MPS is running slower than CPU on Mac M1 Pro

Hello everyone.

I have been recently testing the new version 0.3.0 on my M1 Pro but I found that following the steps from How to use Stable Diffusion in Apple Silicon (M1/M2) the execution times for CPU and MPS are on average for similar prompts:

  • GPU: 331 s
  • CPU: 222 s

Has anyone tested it too ?

Hi @polodealvarado! Your CPU numbers are very similar to the ones I get in my M1 Max, but as reported in the page you mentioned, the speed I see is much faster when using the GPU. Would you mind sharing a couple of details so I can try to take a look? These would be useful:

  • The amount of RAM your computer has.
  • The version of PyTorch you installed.
  • Your macOS version.
  • A small code snippet, only if you made any changes to the example we provided.

Thanks a lot!

HI! @pcuenq, thank you for answering.

Here you have all the details and more:

  • RAM: 16 GB
  • GPU cores: 16
  • macOS version: 12.5.1
  • Python version: 3.9.13
  • Diffuser version: 0.3.0
  • Torch version: 1.13.0.dev20220908

I have been using the same code without touching it.
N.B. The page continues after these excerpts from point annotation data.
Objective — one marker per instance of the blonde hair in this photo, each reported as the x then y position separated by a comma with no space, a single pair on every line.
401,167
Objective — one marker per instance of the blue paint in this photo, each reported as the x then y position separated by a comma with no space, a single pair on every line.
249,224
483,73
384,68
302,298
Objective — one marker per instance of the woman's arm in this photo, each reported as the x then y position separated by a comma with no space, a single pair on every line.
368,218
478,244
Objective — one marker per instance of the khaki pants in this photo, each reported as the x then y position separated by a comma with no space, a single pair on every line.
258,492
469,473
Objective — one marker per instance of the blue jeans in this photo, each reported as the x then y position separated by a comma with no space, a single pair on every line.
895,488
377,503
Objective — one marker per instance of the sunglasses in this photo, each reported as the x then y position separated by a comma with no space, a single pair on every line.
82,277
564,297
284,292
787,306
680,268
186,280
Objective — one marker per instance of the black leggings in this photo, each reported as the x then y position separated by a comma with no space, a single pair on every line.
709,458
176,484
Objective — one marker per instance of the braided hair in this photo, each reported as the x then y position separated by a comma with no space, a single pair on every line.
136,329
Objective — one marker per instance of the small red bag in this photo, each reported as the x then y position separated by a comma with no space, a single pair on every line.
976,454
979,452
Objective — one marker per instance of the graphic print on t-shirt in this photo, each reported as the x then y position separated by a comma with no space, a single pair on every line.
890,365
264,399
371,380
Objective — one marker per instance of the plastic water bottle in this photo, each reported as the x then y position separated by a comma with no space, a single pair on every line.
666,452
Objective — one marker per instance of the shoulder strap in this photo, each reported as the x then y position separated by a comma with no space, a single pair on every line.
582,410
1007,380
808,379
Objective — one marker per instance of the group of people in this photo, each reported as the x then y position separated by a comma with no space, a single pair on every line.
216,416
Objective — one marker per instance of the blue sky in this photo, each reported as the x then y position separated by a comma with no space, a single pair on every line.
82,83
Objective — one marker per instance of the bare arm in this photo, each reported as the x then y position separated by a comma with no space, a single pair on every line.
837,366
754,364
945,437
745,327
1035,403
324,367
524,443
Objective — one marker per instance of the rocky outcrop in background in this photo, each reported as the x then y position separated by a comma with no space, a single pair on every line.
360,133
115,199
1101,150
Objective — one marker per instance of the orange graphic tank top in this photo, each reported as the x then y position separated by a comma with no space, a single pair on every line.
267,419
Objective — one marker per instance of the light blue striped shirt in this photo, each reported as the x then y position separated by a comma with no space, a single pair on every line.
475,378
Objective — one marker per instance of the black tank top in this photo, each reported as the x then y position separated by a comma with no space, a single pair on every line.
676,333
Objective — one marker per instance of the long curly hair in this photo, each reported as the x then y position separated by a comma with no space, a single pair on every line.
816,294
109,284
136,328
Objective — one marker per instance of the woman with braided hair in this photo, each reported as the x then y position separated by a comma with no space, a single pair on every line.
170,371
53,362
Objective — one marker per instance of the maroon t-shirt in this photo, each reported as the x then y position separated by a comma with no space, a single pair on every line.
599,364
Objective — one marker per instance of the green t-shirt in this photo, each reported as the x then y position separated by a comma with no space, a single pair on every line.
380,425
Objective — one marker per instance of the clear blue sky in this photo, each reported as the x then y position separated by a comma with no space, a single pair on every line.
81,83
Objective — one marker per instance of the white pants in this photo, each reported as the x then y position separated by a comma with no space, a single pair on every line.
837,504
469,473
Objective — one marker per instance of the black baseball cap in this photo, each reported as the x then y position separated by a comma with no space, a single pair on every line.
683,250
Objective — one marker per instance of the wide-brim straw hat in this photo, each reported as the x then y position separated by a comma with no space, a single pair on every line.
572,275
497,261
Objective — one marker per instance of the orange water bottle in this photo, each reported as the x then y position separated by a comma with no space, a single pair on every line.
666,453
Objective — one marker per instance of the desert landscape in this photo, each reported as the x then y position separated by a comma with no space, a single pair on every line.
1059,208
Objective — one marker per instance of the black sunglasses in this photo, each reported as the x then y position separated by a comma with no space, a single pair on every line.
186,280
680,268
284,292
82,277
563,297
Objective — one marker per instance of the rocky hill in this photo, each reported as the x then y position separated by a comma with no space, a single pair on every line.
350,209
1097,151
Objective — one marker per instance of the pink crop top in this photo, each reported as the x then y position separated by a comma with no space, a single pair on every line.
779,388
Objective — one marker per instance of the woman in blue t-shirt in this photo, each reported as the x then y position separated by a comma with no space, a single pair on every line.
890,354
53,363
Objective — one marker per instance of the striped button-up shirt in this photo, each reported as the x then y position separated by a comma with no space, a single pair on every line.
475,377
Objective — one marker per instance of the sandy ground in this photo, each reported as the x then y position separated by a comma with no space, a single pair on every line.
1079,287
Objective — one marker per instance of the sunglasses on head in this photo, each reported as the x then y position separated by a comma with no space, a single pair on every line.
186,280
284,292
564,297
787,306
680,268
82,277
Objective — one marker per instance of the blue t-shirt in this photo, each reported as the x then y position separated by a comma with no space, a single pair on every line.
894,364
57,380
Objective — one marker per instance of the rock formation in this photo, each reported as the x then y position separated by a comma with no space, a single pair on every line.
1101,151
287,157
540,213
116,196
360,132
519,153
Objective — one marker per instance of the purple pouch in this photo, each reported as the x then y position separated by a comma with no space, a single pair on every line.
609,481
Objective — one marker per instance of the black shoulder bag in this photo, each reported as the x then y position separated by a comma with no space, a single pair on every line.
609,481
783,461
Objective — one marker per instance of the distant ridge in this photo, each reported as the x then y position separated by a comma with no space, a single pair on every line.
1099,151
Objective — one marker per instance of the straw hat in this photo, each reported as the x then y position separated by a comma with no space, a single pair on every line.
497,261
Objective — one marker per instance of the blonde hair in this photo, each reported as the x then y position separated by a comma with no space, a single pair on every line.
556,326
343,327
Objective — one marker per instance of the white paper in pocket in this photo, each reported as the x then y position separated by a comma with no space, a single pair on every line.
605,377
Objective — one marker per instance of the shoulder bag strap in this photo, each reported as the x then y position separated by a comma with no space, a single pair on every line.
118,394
On the other hand, I tried another jupyter notebook from this repository and the results are quite similar (cpu works better than mps).
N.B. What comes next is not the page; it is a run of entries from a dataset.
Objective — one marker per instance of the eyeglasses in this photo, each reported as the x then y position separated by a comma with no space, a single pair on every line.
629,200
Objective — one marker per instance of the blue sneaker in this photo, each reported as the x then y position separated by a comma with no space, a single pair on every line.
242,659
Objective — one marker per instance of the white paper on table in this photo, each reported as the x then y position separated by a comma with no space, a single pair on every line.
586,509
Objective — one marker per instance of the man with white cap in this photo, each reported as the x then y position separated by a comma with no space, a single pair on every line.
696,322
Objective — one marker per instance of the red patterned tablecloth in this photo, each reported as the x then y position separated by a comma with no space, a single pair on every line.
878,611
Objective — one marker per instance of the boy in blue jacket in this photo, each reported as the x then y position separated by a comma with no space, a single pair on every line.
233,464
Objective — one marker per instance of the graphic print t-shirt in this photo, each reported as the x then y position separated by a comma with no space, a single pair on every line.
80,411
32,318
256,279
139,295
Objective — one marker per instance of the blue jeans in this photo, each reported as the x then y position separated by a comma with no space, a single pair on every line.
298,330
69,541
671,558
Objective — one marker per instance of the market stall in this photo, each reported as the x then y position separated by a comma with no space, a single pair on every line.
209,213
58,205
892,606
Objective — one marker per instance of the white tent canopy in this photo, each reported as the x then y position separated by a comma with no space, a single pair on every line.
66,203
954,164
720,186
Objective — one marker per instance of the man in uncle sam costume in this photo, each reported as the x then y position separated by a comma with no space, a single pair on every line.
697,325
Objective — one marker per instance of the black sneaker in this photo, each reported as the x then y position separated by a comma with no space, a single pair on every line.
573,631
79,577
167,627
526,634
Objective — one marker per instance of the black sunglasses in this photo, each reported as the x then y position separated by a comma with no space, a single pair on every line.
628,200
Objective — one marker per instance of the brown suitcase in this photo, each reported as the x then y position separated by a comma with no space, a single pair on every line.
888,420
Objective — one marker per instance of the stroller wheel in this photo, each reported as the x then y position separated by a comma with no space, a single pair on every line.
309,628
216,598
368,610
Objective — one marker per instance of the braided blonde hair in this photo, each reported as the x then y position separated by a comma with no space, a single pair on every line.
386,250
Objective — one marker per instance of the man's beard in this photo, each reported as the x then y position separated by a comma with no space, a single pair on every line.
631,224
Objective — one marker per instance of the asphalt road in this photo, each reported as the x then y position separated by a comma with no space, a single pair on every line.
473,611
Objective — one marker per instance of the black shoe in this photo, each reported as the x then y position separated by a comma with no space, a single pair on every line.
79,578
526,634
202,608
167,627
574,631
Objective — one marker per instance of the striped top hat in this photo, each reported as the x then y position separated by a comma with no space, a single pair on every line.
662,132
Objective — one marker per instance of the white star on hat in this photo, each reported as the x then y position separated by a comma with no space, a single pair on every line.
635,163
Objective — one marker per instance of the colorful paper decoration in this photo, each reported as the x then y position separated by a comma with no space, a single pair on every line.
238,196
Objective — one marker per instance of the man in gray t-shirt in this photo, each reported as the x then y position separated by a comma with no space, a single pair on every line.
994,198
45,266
I am following this thread, running mps backend. @pcuenq

That’s a very interesting thread! They specifically say that random operations are not yet optimized; however, diffusers’ code generates random latents in CPU when using the mps device.
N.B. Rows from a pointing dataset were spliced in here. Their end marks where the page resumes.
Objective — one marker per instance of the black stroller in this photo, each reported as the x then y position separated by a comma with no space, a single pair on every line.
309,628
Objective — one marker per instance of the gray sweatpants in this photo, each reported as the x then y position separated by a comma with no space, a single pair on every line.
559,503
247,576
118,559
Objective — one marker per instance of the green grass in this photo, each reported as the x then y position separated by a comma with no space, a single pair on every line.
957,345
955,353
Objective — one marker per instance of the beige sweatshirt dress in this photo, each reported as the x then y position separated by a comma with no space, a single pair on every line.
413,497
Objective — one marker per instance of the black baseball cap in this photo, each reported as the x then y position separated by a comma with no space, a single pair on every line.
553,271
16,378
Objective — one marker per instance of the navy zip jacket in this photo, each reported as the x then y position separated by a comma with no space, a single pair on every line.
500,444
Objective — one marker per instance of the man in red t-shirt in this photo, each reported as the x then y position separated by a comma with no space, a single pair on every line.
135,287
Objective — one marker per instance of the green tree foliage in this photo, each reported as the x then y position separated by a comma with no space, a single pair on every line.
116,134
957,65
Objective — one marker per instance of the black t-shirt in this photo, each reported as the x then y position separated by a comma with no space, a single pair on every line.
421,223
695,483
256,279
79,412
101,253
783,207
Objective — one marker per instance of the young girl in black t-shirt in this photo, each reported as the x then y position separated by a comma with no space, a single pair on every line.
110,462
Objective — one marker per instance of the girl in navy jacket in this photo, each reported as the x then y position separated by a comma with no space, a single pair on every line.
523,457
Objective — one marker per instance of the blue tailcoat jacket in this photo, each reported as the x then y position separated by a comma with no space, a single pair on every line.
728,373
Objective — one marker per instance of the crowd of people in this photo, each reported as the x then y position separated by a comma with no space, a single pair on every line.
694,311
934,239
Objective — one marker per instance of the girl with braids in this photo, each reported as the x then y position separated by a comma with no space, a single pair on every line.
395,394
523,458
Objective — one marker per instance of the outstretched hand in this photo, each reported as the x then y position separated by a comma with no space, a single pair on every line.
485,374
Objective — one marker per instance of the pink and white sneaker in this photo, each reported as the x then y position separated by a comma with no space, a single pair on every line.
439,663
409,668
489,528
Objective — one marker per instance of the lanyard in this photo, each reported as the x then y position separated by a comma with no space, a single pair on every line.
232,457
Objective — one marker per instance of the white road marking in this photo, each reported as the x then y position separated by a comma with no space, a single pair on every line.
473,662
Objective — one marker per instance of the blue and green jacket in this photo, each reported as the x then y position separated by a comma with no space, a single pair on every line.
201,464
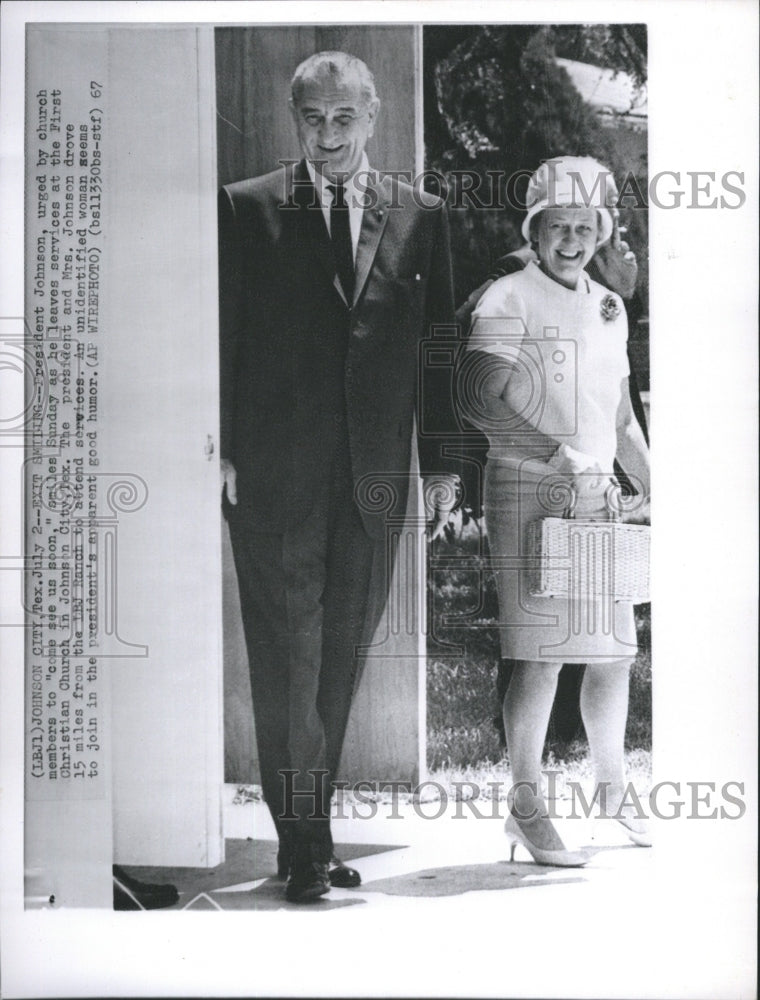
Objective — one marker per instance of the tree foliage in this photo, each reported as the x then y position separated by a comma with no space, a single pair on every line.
497,100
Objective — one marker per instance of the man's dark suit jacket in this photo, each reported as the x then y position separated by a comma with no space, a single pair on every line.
284,321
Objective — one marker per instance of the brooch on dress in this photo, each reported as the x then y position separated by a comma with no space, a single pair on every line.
610,308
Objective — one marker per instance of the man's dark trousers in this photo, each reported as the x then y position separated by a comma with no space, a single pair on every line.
305,594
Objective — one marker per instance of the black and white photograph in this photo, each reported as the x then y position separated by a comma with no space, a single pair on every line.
379,421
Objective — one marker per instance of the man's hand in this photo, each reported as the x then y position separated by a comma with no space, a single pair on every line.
229,480
617,263
441,495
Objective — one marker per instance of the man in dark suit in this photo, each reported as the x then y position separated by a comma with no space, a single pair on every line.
330,275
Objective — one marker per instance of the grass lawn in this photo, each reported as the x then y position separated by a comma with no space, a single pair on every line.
462,703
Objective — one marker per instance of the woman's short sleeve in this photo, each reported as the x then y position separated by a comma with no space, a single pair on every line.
498,322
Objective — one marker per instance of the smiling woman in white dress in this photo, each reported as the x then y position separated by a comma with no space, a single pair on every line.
546,378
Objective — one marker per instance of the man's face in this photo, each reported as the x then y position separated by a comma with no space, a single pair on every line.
334,121
566,242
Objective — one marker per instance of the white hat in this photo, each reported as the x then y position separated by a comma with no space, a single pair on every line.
576,181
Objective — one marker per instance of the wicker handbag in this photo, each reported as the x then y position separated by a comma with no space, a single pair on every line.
589,560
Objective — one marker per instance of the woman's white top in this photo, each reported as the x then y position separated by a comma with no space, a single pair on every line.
566,354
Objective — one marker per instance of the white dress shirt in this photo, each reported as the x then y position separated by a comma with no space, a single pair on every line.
354,197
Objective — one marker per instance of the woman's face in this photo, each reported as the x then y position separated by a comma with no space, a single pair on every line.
566,242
I’ll do some testing, thanks!

This also happens to me guys… my CPU takes around 4m 30s, my GPU (mps) takes more than 20 minutes??
Same code, I was simply changing:

pipe = pipe.to("mps")

To

pipe = pipe.to("cpu")
  • RAM: 16 GB
  • GPU cores: 16
  • macOS version: 12.6
  • Python version: 3.10.4
  • Diffuser version: 0.6.0
  • Torch version: 1.14.0.dev20221031

We are going to release a new version of diffusers this week optimized for PyTorch 1.13, which was released last Saturday.

In the meantime, TL;DR:

  • Install production version of PyTorch, not the nightly one. You should get version 1.13.0.
  • Use the main branch of diffusers instead of the one from PyPi (pip install git+https://github.com/huggingface/diffusers).
  • Use attention slicing to optimize memory usage and prevent swapping (pipe.enable_attention_slicing() after you create your Stable Diffusion pipeline).